At this point we have to ask ourselves what really happened and what really made us “superior” to the rest of the animal world and to our ancestors. What is sure is that culture and its diffusion has been a determinant factor, more than the enlargement of the brain, of the erect position, of the phonatory apparatus modification and even of the articulate language itself, even if many researchers uphold the idea that language has been the Rubicone that has characterized our species (Homo sapiens) with his consciousness, but it is not like this.

The articulate language that we use when we communicate through the emission of sounds, was important but not resolutive for the communication. When we “discovered” the language we slowly realized that it was necessary to give a sense to the sounds and we have done it, step by step for hundreds of thousands of years, since we started to speak. Then a syntax and a grammatical structure were necessary to set up nominal and verbal syntagma and we have done it very well.

All of this is true, but now the question that we have to ask ourselves is: to do all of this, was the language indispensable for communication? The answer is still no.

In fact it is not by chance that we can do it with other communicative forms in which we do not use the articulate language, for instance with the sign language in which we do not utter any sounds from our mouth but we make signs with our hands, signs as symbolic as those articulated by words like the deaf-mute people demonstrate when they communicate among themselves or with people who know the sign language. Then is it true that in the sign language intentionality and semantics do not exist? It is true that in the sign language the semantics are poorer and with less intentionality, but we cannot sustain that they are totally absent.
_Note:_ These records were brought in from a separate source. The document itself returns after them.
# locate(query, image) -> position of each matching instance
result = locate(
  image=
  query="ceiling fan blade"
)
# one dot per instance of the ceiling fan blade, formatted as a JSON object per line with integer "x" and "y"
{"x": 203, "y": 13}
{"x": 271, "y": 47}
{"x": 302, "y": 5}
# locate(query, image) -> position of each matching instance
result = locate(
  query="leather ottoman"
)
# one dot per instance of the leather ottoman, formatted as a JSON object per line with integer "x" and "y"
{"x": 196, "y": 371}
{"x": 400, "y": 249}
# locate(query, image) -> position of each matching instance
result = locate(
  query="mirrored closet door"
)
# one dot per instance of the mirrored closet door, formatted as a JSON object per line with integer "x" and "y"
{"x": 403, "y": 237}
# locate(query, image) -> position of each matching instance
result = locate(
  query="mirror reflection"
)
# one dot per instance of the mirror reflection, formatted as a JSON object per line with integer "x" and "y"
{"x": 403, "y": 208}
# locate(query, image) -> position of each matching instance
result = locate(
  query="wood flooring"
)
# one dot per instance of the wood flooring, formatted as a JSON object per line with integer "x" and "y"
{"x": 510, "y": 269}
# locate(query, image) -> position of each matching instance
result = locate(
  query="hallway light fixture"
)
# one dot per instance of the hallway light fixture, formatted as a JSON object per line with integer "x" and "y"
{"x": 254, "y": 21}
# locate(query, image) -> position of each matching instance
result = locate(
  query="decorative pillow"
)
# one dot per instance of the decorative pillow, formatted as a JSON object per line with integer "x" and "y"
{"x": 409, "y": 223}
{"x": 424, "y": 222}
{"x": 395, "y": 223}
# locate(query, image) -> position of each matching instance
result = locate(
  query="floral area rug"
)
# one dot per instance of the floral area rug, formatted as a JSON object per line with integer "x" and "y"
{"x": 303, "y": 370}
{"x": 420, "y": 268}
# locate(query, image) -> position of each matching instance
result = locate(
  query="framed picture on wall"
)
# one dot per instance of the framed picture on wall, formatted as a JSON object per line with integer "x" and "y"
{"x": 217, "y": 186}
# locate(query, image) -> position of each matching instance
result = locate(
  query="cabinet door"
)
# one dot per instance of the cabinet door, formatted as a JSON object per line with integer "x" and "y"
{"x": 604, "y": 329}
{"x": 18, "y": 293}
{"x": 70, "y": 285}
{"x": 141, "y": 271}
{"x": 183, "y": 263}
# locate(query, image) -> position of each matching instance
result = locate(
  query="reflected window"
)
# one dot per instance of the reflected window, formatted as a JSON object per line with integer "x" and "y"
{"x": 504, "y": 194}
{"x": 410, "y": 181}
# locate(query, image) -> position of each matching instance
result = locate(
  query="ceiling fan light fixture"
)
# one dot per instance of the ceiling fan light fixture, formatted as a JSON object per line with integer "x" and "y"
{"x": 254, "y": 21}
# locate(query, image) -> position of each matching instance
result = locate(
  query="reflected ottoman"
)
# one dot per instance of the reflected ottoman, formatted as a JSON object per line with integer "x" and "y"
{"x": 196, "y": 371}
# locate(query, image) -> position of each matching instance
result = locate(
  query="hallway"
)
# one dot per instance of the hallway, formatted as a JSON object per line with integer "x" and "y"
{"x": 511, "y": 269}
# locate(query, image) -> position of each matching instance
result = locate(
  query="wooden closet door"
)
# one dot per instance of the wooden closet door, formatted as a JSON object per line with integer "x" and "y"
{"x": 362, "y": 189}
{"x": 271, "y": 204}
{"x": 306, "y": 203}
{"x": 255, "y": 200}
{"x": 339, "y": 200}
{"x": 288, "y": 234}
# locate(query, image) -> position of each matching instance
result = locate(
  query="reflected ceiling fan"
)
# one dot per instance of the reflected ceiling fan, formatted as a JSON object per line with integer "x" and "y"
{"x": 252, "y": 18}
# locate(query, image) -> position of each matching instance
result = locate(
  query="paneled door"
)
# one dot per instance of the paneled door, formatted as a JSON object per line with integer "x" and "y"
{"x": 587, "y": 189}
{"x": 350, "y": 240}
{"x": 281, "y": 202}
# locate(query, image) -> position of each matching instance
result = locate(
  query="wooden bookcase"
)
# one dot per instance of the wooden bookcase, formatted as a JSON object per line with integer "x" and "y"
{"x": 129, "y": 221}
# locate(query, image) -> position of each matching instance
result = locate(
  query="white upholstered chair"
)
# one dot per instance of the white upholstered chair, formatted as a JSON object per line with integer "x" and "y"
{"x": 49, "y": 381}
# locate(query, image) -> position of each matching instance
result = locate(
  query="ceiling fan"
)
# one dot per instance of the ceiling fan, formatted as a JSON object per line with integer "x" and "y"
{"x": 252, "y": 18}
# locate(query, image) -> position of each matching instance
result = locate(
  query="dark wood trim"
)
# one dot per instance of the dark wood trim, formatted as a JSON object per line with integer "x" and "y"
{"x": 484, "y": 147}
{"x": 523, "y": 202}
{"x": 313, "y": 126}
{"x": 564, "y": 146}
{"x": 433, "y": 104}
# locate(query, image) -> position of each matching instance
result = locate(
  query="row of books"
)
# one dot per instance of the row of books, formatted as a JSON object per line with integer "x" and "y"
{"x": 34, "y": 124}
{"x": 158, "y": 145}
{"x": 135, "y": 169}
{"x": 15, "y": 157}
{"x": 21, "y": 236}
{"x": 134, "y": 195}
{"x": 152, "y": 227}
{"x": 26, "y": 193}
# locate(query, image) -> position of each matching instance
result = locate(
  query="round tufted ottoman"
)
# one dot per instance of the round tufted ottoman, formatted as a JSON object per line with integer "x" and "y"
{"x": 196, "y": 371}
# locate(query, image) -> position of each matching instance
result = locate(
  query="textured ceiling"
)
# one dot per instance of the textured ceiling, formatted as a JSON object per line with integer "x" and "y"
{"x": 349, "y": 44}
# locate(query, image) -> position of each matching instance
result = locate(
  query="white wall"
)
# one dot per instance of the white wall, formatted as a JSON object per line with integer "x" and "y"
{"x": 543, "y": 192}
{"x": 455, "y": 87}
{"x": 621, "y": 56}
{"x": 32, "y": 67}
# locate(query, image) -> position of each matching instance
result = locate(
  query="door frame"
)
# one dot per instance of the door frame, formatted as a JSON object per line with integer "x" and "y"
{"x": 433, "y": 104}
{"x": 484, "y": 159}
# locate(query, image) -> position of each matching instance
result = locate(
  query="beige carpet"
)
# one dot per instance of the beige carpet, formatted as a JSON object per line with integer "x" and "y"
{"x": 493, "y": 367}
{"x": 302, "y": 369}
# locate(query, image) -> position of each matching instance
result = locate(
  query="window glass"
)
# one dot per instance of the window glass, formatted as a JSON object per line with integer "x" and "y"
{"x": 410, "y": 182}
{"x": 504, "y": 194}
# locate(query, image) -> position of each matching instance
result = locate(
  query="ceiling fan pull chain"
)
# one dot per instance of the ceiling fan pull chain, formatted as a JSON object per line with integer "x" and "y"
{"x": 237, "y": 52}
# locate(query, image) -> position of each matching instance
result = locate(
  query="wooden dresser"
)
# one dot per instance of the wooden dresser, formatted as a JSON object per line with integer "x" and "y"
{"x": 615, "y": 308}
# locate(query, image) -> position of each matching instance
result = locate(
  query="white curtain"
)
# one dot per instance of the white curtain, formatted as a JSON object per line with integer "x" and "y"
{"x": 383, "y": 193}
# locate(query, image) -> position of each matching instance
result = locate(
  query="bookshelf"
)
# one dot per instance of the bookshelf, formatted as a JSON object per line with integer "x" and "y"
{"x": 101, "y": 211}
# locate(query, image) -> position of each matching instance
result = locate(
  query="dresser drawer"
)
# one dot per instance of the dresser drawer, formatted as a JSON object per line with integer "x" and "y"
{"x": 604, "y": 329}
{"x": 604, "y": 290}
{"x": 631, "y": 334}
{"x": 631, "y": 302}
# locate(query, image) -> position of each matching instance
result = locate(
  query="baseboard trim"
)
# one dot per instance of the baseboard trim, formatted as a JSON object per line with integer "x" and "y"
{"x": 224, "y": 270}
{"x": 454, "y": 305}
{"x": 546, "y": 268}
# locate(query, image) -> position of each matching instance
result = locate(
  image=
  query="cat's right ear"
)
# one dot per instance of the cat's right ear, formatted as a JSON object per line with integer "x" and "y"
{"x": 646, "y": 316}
With the sign language it is possible to express almost all communicative acts that are about 3 thousand because this instrument has a structural identity equal to those of the verbal propositions. For instance, the American Sign Language (ASL) is a wonderful instrument of the non-verbal communication in which we use our hands, and it can be learnt even by a chimpanzee if well trained, like a normal child slowly learns the use of words.

Among other things, the sign language can be taught, transferred from one individual to another, for generations, as well as many other behaviour and cultural forms that we do not inherit.